Lot Closed
June 16, 07:18 PM GMT
Estimate
25,000 - 35,000 USD
Lot Details
Description
The rare miniature first edition of a popular Hebrew philological treatise.
Benjamin Musaphia (alias: Dionysius; ca. 1606-1675) was a prominent rabbi, doctor, and alchemist of converso extraction. He studied medicine at the University of Padua, served as physician-in-ordinary to Christian IV of Denmark, and finally became head of a beit midrash in Amsterdam, where he lived out the rest of his life.
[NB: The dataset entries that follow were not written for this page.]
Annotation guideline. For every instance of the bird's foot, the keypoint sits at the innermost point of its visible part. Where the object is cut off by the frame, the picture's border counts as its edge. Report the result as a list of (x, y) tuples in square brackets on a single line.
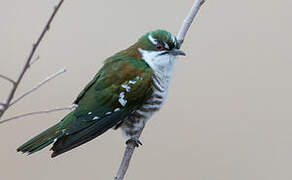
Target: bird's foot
[(136, 141)]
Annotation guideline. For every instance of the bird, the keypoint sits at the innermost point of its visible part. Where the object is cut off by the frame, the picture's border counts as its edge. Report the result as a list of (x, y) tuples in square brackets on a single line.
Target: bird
[(127, 90)]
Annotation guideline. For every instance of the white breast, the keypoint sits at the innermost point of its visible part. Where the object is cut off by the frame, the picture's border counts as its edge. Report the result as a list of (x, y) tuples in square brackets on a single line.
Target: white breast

His published oeuvre includes works on the Hebrew language, medicine, alchemy, and halakhah.
The present title, Musaphia’s first, was penned following the death of his young wife (and first cousin) Sarah Abigail da Silva (b. 1612). In the introduction, the author notes that the two had wed on 13 Sivan 5388 (June 4, 1628) but that she developed a fever and a skin rash and passed away in Hamburg following Shabbat Nahamu 5394 (August 7, 1634). Musaphia buried her in Altona and thereafter composed Zekher rav “so that the generations will know zekher rav tuv shemekh [the memory of the great goodness of your name].”
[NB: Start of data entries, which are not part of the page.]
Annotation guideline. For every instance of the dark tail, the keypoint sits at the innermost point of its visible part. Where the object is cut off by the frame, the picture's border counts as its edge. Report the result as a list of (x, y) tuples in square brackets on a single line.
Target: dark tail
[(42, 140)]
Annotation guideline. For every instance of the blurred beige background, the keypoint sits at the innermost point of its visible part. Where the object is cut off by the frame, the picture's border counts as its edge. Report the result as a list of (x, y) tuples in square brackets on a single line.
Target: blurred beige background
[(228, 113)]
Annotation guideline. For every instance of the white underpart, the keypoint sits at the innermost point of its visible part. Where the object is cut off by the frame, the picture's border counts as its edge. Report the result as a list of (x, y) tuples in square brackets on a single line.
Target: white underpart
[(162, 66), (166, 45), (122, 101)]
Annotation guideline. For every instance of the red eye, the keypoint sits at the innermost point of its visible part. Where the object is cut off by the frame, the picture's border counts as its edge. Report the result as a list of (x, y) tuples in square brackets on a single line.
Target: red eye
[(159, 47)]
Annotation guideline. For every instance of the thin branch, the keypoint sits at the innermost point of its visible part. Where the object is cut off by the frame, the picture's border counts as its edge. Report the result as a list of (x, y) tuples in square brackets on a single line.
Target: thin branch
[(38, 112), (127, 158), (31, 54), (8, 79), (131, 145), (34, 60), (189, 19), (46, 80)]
The book constitutes a retelling of the Creation story that, according to its author, uses each Hebrew root once (unless needed for another purpose or meaning). Musaphia intended that a reader who studied the book every day—it is divided according to the seven days of Creation—would be able to speak and write the language properly before long. To assist the user in discerning the difference between words that look similar to one another, the author added the roots of those words in the margins. The text is also vocalized to aid in comprehension.
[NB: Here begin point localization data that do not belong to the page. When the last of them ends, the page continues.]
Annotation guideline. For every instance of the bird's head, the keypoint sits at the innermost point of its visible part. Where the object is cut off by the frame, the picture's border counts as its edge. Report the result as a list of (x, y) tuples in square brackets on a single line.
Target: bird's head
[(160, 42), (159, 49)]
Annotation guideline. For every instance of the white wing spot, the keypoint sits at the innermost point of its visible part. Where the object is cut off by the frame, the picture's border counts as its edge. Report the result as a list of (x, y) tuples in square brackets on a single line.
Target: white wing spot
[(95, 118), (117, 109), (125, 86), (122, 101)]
Zekher rav achieved great popularity over the centuries, going through nearly twenty printings (including translations into Latin and Yiddish) through 1985. Perhaps due to its small size, however, the present, first edition is today extant in very few known exemplars, all of which are housed in public institutions: the Stadtbibliothek Braunschweig (Brosch. I 9554), British Library (Asia, Pacific & Africa 1980.a.7), and Bibliotheca Rosenthaliana (Ros. 20 D 3). This copy thus represents a rare survival of an important philological tract printed at the press of one of the most celebrated rabbis of the seventeenth century, Menasseh Ben Israel.
Physical Description
39 folios (3 1/2 x 2 5/8 in.; 90 x 65 mm) (collation: i-iv8, v7) on paper (final folio blank). Title within a border of florets; text vocalized; a few words written in modern pen on title recto and verso. Slight dampstaining throughout, heavier toward rear; minor dogearing; short nicks in outer edges of title; bottom line of f. 9r trimmed; small repair in lower edge of f. 17. Modern blind-tooled leather over board; gilt title on spine; modern paper flyleaves and pastedowns. Housed within a marbled paper-covered slipcase.
Literature
Lajb Fuks and Renate G. Fuks-Mansfeld, Hebrew Typography in the Northern Netherlands, 1585-1815, pt. 1 (Leiden: E.J. Brill, 1984), 121 (no. 161).
Marvin J. Heller, The Seventeenth Century Hebrew Book: An Abridged Thesaurus (Leiden; Boston: Brill, 2011), 532-533.
Marvin J. Heller, “Benjamin ben Immanuel Mussafia: A Study in Contrasts,” in Essays on the Making of the Early Hebrew Book (Leiden; Boston: Brill, 2021), 208-224, at pp. 208-214.